The MASM Forum
General => The Campus => Topic started by: gelatine1 on May 01, 2014, 04:36:56 PM

Which complexity does the mul instruction use ? Is it possible to make something faster than the mul instruction (with a faster algorithm)?

Search The Laboratory for imul lea shl. Check also \Masm32\Help\Opcodes.chm for these instructions.
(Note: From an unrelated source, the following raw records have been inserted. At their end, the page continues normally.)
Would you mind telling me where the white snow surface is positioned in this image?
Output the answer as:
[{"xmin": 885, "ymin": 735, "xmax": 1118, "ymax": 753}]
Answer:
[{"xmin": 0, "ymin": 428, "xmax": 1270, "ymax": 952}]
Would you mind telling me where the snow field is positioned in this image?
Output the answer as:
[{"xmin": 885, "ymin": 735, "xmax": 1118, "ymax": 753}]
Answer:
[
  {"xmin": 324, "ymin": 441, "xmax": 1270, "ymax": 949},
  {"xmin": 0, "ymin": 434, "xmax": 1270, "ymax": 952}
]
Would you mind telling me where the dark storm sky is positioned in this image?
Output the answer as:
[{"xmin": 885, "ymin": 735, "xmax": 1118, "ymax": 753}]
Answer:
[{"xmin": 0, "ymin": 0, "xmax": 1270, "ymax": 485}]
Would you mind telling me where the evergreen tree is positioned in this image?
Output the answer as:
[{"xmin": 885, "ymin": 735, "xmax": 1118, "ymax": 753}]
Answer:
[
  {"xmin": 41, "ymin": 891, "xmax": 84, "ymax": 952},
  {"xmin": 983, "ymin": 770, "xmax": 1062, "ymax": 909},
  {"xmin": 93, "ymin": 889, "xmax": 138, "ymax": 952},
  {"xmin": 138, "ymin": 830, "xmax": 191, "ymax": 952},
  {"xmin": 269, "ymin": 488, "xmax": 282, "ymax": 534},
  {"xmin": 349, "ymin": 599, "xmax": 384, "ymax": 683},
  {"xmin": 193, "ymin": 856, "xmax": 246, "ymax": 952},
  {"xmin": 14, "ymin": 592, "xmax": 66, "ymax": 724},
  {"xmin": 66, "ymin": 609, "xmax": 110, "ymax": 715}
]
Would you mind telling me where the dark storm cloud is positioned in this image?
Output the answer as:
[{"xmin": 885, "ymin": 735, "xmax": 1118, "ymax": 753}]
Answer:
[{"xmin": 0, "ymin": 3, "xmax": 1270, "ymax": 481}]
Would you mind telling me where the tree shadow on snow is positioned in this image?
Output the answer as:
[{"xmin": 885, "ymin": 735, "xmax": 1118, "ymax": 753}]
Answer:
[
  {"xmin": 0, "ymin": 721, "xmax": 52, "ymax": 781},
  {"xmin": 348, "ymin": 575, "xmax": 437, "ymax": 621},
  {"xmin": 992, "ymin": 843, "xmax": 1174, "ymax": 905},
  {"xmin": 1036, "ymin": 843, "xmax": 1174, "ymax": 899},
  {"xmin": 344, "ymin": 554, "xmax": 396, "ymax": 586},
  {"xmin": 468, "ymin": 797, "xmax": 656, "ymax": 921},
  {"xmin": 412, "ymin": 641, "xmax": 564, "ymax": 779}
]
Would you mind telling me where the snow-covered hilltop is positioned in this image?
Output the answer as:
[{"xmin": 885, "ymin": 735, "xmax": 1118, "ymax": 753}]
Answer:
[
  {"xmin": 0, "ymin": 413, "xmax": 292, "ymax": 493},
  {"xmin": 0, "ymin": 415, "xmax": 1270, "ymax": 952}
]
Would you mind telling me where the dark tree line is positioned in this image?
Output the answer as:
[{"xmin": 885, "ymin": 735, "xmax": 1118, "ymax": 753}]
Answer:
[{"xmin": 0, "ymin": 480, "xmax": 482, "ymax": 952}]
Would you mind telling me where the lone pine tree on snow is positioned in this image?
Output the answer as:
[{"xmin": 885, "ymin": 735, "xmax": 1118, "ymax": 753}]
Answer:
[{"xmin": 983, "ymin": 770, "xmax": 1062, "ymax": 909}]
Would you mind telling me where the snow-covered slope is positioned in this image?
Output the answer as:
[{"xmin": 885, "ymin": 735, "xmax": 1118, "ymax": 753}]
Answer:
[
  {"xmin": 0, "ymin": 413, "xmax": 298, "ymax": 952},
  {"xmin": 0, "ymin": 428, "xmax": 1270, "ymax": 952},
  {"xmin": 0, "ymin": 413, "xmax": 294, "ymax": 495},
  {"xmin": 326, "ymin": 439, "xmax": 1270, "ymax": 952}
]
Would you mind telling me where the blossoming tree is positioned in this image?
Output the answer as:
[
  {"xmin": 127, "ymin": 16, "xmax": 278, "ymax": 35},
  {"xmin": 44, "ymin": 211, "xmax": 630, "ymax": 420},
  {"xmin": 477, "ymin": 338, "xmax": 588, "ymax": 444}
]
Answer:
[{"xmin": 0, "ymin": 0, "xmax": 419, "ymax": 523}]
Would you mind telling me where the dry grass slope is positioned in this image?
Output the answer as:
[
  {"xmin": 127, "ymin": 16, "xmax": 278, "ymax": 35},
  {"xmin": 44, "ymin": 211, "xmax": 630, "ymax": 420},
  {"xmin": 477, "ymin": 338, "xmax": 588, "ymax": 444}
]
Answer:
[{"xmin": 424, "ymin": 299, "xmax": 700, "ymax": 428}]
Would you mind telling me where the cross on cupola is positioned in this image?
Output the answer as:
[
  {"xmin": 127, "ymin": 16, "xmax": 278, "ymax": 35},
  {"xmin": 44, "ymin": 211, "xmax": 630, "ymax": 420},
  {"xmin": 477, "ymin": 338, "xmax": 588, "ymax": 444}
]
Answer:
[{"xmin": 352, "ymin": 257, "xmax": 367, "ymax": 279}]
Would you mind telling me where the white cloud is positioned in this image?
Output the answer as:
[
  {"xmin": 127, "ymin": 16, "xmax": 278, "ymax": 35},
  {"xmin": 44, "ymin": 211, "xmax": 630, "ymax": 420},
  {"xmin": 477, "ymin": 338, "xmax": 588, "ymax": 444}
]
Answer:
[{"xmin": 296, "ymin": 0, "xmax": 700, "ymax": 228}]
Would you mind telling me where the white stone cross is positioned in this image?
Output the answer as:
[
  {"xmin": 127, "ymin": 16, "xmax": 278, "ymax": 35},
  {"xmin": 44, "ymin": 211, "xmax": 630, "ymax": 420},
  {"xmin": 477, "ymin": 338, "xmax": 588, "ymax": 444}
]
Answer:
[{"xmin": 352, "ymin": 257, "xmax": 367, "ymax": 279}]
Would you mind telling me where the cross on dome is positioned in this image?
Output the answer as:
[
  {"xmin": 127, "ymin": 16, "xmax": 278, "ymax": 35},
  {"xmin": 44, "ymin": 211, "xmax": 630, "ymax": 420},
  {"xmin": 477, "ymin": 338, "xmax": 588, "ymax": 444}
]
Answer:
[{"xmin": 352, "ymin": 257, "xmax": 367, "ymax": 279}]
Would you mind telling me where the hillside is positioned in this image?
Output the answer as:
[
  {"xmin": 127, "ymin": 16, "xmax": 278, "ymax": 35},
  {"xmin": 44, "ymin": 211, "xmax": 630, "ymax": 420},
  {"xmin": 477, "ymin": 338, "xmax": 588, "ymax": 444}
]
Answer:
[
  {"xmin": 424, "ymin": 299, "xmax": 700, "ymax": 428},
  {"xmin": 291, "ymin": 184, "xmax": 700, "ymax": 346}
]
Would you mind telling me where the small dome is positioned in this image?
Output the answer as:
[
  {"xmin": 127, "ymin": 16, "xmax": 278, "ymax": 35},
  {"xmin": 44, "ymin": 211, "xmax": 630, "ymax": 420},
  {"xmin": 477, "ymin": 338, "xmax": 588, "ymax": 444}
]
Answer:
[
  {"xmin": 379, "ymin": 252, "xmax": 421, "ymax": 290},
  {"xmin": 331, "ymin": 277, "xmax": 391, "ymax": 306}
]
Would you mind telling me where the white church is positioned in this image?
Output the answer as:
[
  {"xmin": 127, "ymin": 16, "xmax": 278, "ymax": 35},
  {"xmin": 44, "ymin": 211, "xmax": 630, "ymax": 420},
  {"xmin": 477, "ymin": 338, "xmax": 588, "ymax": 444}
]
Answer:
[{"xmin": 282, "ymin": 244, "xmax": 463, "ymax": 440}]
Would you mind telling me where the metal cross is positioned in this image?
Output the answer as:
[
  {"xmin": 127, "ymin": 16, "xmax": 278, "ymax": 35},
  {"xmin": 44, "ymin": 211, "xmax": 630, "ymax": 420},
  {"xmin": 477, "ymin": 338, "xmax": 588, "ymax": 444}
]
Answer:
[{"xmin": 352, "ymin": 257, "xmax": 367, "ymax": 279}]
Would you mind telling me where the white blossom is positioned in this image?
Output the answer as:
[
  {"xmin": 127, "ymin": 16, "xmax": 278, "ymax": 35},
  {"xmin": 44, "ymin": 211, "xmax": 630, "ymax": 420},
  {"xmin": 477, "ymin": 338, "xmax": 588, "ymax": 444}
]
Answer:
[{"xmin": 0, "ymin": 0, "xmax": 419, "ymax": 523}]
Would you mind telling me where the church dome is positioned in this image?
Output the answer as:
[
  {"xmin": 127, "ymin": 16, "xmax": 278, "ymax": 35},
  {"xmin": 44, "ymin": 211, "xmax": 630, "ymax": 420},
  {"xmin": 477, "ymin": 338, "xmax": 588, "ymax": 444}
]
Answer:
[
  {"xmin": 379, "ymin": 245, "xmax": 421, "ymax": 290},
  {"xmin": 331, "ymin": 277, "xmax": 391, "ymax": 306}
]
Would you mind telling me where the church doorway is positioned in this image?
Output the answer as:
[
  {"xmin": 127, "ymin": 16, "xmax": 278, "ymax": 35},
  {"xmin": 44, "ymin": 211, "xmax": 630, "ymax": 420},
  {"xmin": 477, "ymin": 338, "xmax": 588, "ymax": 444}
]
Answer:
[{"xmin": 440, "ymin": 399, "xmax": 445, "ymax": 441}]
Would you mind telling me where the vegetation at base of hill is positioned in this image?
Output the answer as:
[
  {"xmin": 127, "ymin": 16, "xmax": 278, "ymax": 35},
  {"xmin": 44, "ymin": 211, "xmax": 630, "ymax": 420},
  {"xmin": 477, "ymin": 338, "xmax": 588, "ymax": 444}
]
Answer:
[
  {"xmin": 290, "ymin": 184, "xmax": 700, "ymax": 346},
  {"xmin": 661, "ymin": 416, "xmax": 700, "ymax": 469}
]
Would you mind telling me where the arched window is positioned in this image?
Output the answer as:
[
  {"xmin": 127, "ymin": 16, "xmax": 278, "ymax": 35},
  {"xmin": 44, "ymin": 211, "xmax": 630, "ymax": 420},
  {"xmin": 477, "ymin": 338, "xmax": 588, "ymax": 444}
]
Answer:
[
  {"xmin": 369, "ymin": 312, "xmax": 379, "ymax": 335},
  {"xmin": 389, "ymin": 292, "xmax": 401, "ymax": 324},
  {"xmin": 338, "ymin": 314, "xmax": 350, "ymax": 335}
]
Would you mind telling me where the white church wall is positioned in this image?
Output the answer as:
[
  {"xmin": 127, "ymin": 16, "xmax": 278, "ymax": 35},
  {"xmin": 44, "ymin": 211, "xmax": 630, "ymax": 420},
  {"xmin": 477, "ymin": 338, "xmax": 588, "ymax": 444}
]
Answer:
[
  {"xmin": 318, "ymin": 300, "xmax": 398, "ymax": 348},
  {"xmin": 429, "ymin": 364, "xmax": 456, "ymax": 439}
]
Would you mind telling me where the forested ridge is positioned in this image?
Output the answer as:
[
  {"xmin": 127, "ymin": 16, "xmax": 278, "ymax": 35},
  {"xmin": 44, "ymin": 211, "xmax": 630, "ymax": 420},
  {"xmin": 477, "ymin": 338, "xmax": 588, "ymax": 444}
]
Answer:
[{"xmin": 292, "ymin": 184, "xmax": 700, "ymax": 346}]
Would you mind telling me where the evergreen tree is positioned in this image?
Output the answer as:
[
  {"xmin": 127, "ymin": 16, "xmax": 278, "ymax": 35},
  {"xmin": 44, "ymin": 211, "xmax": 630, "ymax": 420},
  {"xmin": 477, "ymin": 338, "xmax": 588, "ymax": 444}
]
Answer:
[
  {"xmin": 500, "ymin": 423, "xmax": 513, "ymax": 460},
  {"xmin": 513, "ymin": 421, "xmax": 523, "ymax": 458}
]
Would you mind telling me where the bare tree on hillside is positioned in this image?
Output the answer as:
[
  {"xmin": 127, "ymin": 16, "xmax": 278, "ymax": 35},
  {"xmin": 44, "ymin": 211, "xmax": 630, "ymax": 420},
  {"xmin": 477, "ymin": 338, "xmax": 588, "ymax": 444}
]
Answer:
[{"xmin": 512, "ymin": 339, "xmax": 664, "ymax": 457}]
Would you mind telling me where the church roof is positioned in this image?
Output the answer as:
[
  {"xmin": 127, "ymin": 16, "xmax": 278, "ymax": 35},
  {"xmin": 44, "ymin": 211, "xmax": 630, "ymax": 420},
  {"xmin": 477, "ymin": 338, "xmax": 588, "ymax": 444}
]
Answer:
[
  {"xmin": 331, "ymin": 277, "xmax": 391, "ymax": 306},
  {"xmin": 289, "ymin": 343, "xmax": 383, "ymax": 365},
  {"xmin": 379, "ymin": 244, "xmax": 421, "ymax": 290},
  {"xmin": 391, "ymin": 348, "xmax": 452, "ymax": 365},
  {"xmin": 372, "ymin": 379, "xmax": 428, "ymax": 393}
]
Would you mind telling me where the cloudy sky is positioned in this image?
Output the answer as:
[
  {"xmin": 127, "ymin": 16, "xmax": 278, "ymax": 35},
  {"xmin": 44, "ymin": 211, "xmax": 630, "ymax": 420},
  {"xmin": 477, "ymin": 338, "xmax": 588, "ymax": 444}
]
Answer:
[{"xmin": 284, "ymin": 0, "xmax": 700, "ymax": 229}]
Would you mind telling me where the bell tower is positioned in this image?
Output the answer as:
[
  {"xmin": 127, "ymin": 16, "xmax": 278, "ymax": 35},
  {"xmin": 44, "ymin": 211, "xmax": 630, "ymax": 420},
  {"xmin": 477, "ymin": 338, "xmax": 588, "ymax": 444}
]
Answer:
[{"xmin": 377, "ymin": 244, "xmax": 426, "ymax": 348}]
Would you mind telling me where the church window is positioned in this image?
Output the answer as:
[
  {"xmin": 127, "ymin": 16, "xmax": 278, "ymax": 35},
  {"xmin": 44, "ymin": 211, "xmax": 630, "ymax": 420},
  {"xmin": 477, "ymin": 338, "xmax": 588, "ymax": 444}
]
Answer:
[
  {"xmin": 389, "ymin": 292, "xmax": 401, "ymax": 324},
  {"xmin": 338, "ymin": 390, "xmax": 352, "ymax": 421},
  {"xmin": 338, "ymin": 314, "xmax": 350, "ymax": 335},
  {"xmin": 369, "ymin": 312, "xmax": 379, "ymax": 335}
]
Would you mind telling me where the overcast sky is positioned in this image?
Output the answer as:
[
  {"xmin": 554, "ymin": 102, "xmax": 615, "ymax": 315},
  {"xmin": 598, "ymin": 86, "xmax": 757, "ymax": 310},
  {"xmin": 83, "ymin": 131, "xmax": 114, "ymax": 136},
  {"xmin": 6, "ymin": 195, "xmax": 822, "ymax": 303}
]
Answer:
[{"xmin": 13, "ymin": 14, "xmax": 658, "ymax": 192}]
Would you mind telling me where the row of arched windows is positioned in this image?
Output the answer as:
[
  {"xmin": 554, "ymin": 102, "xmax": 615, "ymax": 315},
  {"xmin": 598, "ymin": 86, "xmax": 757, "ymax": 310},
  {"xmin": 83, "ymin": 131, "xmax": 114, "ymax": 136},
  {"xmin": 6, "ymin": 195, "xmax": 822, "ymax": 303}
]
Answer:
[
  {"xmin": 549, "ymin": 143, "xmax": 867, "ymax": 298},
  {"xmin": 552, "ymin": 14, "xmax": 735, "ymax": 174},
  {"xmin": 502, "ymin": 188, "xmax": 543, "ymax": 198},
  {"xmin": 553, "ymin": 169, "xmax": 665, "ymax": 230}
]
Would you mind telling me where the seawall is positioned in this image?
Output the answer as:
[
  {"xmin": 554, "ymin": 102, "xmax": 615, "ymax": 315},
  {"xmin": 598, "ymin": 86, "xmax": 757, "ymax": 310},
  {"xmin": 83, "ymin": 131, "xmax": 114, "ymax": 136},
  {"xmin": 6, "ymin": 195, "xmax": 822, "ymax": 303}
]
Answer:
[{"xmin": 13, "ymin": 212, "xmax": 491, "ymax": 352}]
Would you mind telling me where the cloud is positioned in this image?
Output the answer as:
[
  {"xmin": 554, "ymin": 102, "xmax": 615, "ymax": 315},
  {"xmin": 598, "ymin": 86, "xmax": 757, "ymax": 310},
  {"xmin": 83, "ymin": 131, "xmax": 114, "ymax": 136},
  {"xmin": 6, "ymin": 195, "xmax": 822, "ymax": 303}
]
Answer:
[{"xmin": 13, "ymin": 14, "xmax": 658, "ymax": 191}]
Okay, I checked the mul instruction (I wanted unsigned) in the file But it doesn't say anything exactly if this can be done faster or not ?
And what do they mean with EDX:EAX ?

Hi gelatine1,
Okay, I checked the mul instruction (I wanted unsigned) in the file But it doesn't say anything exactly if this can be done faster or not ?
And what do they mean with EDX:EAX ?
a multiplication of 2 32bit numbers leads to a 64bit result. EAX holds bits 031 and EDX holds bits 3263 of the result. There's nothing magic and the Intel or AMD manuals would have tell you that "secret".
Gunther

Okay, I checked the mul instruction (I wanted unsigned) in the file But it doesn't say anything exactly if this can be done faster or not ?
Hi,
In the general case, mostly no. A MUL instruction will be the
fastest way to multiply. For special cases you can do better
using other logic. For instance, multiplying by a factor of two
might be faster using SHL 1, shift left by one position. jj2007
mentioned the LEA instruction, that can be used for a fast
multiply by 5 in some cases. However you have to be careful
that the argument being multiplied is not too large.
Until you really need to speed some code up, I would suggest
you use MUL or IMUL and just work on getting the right answer.
Unless you just want to play around getting things done in a
different way of course. That can be fun in itself at times.
Cheers,
Steve N.

MUL is fairly fast (8 to 10 cycles on my machine)
it's DIV that is slow :P

Thanks for the replies, I have a few more questions:
@FORTRANS: How exactly would I use lea to multiply by 5 ? I am just wondering because I wouldn't actually now how it would be done.
@dedndave: Do you mean that I could write some code that runs faster than the div instruction ? Or do you mean that a division is slow in general ?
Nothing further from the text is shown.